Are anti-virus testers measuring the right things?

Filed Under: Featured, SophosLabs

Image of clipboard courtesy of ShutterstockLast week saw the first Workshop on Anti-Malware Testing Research (WATeR), a conference bringing together security and testing experts from industry and academia to discuss testing related matters, held in Montréal, Canada.

Among the papers presented were several looking at the sort of things current tests of anti-malware solutions reveal, and some things they do not.

Several of the papers updated topics that were previously discussed at Virus Bulletin conferences and elsewhere.

There was an in-depth talk analysing just how many samples or "test cases" a test needs to include to provide a statistically significant picture of performance against the huge numbers of new threats appearing each day (the short answer - a lot), and what aspects of sample selection may bias results.

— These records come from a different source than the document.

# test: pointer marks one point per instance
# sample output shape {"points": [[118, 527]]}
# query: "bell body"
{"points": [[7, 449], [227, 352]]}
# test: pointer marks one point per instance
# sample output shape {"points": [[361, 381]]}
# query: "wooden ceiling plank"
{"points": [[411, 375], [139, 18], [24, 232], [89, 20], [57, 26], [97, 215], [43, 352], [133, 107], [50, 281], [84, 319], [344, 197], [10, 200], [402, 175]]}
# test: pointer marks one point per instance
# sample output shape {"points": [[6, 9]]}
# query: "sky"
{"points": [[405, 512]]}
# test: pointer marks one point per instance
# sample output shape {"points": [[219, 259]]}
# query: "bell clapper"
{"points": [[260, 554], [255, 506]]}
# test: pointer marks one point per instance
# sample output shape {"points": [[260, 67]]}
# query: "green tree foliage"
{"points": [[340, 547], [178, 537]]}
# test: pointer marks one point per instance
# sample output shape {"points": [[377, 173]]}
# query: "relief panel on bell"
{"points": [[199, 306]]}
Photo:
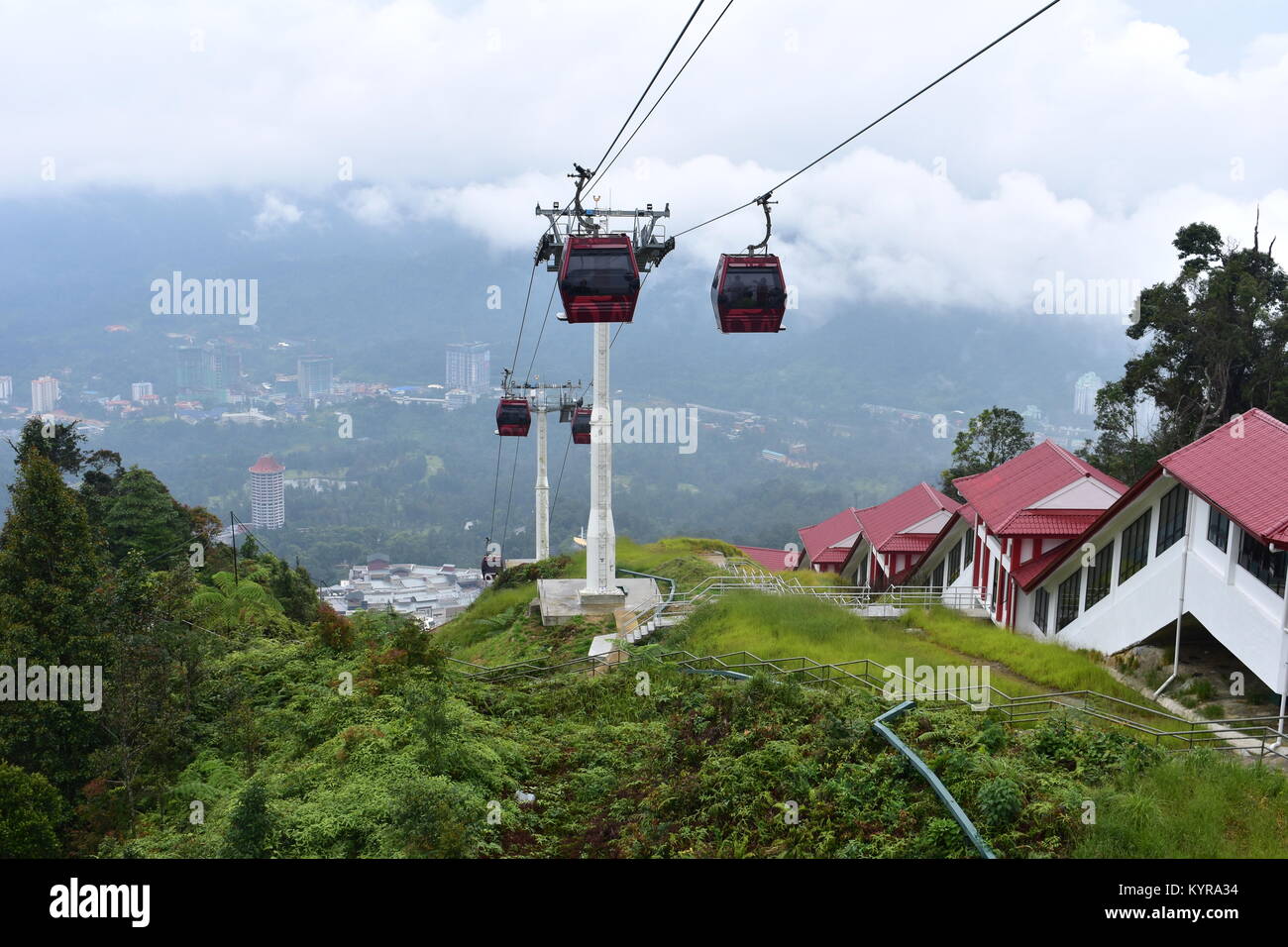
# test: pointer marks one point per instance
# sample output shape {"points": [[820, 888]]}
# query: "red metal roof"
{"points": [[1025, 574], [885, 521], [1003, 492], [820, 538], [773, 560], [1048, 522], [1241, 467], [267, 464], [910, 543], [1243, 475]]}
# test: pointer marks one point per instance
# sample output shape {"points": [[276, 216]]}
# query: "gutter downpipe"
{"points": [[1283, 663], [1180, 608]]}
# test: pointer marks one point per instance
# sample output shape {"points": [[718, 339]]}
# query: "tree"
{"points": [[142, 515], [1124, 449], [1216, 341], [142, 714], [294, 590], [50, 607], [250, 825], [992, 437], [99, 474], [30, 812], [59, 444]]}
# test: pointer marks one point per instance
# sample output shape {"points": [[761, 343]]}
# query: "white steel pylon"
{"points": [[542, 488], [600, 536]]}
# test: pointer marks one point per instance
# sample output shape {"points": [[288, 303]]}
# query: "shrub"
{"points": [[1000, 800]]}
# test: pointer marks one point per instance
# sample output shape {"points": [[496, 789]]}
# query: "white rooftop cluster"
{"points": [[432, 594]]}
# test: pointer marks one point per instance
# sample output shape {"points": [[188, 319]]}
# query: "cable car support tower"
{"points": [[649, 244], [536, 394]]}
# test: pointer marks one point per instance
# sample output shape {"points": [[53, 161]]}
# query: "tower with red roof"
{"points": [[267, 493]]}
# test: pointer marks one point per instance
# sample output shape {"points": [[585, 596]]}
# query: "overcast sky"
{"points": [[1080, 145]]}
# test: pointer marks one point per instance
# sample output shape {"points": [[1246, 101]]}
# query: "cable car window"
{"points": [[606, 270], [751, 286]]}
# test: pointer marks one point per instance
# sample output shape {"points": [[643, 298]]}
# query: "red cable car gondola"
{"points": [[581, 425], [599, 279], [748, 291], [513, 418], [748, 294]]}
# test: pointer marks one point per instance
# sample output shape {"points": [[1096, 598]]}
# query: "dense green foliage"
{"points": [[992, 437], [1215, 347], [240, 719]]}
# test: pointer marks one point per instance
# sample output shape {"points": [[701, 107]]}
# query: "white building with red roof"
{"points": [[772, 560], [896, 535], [828, 544], [1018, 517], [1202, 535]]}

There was also a description of the methods used by the École Polytechnique de Montréal (who hosted the conference) in a "field trial" of anti-malware.

This mirrored techniques used in clinical trials, by handing out laptops to real-world users, letting them do what they wanted with them, then periodically checking the machines out to see what threats they'd been hit with, and what, if anything, got past the defences installed.

One of the more thought-provoking talks came from Florida Institute of Technology professor and AMTSO president Dr Richard Ford, who asked "Do we measure resilience?"

Ford differentiated between "robustness", defined as the ability of solutions to prevent malware from penetrating systems at all, which is covered by most anti-malware tests, and "resilience", by which he meant the ability of protection and protected systems to recover from attacks which do manage to get through the border controls and establish a foothold on the machine.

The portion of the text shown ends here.